Qui plus est, après la disparition des reflets, l’œil qui admirait leur jeu sera contraint de chercher les choses non plus sur la bulle, mais en elles-mêmes.

Je rappellerai que la Parque ne tranche pas le fil mais le suspend. Pour le poète par exemple, le nom, l’appellation de la chose, c’est la chose elle-même, le matériau dans lequel chaque son et chaque écho pour lui se font choses ; et les « choses » – ou ce qui pour lui n’en a que le nom – ne sont que reflets sur une bulle. Et ce n’est que lorsque les choses-reflets disparaissent, déjetées de la vie, que les noms se prennent de nostalgie pour les choses dont ils sont les noms – et se font les pèlerins du pays des Néants. Car, pour commencer à être dans les strophes et dans les phrases, il faut cesser d’être dans le temps et dans l’espace : les noms ne parlent que de ce qui n’est pas.

Le pays des Néants m’appelle depuis longtemps. Je n’ai pas résisté à son charme. J’ai bien essayé de quitter les Néants pour les Gens, mais à présent je ne peux plus : les vieilles cendres me réchauffent. Et j’ai froid.

Hier, je suis tombé sur L’Arbat de Biély, qui évoque un passé tout récent, à peine disparu. Mais lorsque, tout plein encore des images de L’Arbat, je sortis dans l’Arbat d’aujourd’hui, je vis tout de suite qu’il était presque impossible de retrouver ne fut-ce qu’un pâle reflet de ce qui a été. J’étais dépité. Après tout, eux, les Gens, leur pierre n’est pas plus solide que de la cire : une misérable trentaine d’années, et tout a pris un nouvel aspect.
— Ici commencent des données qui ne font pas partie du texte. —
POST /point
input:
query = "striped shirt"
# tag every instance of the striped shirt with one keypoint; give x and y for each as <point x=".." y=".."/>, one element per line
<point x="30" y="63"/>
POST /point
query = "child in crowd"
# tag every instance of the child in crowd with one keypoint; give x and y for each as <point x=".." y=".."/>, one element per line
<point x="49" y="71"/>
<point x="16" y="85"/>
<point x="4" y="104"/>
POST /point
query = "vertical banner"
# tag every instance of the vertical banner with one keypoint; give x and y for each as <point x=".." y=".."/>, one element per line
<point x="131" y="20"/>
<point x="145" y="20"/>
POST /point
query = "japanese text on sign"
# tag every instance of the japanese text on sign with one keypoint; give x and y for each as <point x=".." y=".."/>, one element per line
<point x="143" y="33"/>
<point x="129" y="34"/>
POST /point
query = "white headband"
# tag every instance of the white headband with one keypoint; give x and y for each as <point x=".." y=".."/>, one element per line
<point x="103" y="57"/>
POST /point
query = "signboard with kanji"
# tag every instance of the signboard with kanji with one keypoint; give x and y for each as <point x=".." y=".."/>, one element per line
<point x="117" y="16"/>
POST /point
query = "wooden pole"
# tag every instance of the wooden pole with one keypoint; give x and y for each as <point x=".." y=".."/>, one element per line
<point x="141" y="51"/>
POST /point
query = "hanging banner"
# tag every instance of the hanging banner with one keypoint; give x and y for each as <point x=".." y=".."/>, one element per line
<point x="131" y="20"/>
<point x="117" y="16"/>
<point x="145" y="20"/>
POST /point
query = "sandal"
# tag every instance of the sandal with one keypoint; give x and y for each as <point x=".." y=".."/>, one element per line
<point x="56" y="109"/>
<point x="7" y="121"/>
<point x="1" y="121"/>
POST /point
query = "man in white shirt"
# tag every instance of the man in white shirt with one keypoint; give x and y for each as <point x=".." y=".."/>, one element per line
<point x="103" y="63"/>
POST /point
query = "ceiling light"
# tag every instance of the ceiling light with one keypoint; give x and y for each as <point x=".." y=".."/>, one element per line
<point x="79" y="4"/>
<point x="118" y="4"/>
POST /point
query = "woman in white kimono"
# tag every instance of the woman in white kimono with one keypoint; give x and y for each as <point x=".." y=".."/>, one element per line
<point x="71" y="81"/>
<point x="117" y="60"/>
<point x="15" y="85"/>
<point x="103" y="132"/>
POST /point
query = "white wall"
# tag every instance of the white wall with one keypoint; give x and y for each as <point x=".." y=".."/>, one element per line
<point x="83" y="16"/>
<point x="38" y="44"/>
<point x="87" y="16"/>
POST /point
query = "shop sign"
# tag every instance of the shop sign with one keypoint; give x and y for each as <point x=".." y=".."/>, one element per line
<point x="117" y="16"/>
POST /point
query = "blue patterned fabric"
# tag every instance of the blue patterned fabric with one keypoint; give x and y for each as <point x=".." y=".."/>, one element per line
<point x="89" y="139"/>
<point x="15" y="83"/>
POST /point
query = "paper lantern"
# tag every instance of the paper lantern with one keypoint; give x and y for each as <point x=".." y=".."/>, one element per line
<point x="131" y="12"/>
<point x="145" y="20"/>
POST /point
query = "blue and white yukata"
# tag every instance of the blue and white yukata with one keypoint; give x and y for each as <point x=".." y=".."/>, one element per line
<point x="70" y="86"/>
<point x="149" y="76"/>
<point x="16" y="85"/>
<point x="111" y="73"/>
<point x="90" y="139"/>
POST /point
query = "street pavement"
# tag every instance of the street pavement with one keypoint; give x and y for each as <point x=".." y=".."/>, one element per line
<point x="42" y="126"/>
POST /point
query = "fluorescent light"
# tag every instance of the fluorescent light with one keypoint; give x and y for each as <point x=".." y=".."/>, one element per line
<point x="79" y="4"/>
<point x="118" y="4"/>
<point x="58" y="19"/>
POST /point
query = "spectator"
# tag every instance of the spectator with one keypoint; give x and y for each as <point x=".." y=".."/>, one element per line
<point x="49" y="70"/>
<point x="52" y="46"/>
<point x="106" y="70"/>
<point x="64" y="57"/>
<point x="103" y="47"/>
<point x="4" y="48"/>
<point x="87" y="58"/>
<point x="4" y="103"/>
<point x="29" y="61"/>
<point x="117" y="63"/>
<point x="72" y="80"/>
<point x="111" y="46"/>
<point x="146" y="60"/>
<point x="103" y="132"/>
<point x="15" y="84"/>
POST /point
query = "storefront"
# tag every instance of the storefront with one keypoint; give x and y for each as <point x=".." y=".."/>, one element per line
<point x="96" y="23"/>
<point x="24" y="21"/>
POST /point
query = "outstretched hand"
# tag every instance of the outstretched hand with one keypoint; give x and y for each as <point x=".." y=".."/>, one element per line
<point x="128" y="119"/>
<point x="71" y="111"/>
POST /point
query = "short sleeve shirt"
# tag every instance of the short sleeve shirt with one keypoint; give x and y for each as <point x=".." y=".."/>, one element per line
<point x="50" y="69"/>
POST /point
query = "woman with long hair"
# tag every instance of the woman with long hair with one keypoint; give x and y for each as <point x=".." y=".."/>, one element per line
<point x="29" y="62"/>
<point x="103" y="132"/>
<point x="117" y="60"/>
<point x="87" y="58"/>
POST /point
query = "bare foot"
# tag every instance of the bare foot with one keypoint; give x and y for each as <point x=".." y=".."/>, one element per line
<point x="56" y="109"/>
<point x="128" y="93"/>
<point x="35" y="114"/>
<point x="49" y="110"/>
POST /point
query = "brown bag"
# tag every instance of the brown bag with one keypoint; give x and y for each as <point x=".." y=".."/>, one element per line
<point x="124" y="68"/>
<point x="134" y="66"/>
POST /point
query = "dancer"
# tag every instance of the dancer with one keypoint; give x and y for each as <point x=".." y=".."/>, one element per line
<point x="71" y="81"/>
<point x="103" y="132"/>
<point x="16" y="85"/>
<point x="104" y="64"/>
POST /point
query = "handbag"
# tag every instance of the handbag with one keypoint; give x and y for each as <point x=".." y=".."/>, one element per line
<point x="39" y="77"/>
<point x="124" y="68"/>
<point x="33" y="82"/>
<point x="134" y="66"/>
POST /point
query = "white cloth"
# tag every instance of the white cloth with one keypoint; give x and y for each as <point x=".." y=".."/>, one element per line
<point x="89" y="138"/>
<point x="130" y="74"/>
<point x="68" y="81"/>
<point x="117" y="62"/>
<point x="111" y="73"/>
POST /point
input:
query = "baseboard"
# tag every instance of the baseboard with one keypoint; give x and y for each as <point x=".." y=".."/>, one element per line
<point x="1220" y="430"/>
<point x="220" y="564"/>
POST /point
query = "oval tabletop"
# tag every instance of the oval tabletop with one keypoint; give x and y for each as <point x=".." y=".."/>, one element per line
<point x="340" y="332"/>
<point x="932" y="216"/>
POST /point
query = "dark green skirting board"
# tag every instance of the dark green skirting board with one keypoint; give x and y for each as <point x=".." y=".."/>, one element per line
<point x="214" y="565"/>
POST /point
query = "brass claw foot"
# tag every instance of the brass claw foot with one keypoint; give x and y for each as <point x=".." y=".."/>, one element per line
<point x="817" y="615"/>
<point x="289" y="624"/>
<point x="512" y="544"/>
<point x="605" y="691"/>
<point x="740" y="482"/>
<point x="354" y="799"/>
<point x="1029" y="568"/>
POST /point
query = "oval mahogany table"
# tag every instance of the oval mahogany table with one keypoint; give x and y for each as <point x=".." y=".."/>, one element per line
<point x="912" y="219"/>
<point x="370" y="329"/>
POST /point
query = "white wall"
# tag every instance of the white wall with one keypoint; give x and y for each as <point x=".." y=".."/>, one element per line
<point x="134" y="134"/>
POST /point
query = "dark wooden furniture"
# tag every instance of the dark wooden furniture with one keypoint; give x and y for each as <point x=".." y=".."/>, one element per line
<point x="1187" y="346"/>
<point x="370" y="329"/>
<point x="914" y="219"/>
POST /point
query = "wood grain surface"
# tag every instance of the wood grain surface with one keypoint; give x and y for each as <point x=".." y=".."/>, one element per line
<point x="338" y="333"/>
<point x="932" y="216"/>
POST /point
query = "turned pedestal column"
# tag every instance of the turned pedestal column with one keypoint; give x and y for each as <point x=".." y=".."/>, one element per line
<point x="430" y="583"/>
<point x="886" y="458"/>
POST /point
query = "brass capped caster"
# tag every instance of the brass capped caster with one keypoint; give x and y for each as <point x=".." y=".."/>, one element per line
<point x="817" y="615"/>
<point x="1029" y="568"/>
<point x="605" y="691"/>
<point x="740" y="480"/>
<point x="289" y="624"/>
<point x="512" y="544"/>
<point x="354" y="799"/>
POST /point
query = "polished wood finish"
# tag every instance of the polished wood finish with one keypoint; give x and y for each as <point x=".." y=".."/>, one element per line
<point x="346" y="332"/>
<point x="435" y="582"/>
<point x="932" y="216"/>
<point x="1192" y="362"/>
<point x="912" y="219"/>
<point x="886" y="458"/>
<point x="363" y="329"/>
Les mots résistent mieux. Tenez, je me souviens : rue Marosseïka, on trouve encore aujourd’hui, coincée entre de hautes bâtisses, la petite église Saint-Nicolas-le-Miraculeux. L’église est de construction très ancienne. Lorsque jadis, à la place des maisons de brique, poussaient autour d’elle des peupliers, on l’appelait Nicolas-aux-longs-Arbres ; puis les peupliers furent coupés (1504) et l’on se mit à construire dans le voisinage des arsenaux pour la fabrication de l’acier des lames – alors l’église s’appela Nicolas-aux-Longs-Sabres ; enfin, lorsqu’à la place des arsenaux détruits on installa une grande pâtisserie, Nicolas, clignant des syllabes, prit le nom de Nicolas-aux-Bons-Sablés. C’est ainsi que le nom, serrant ses lettres, porta sa racine à travers cinq siècles, tenant la cadence et le son, ne cédant que sur l’écho.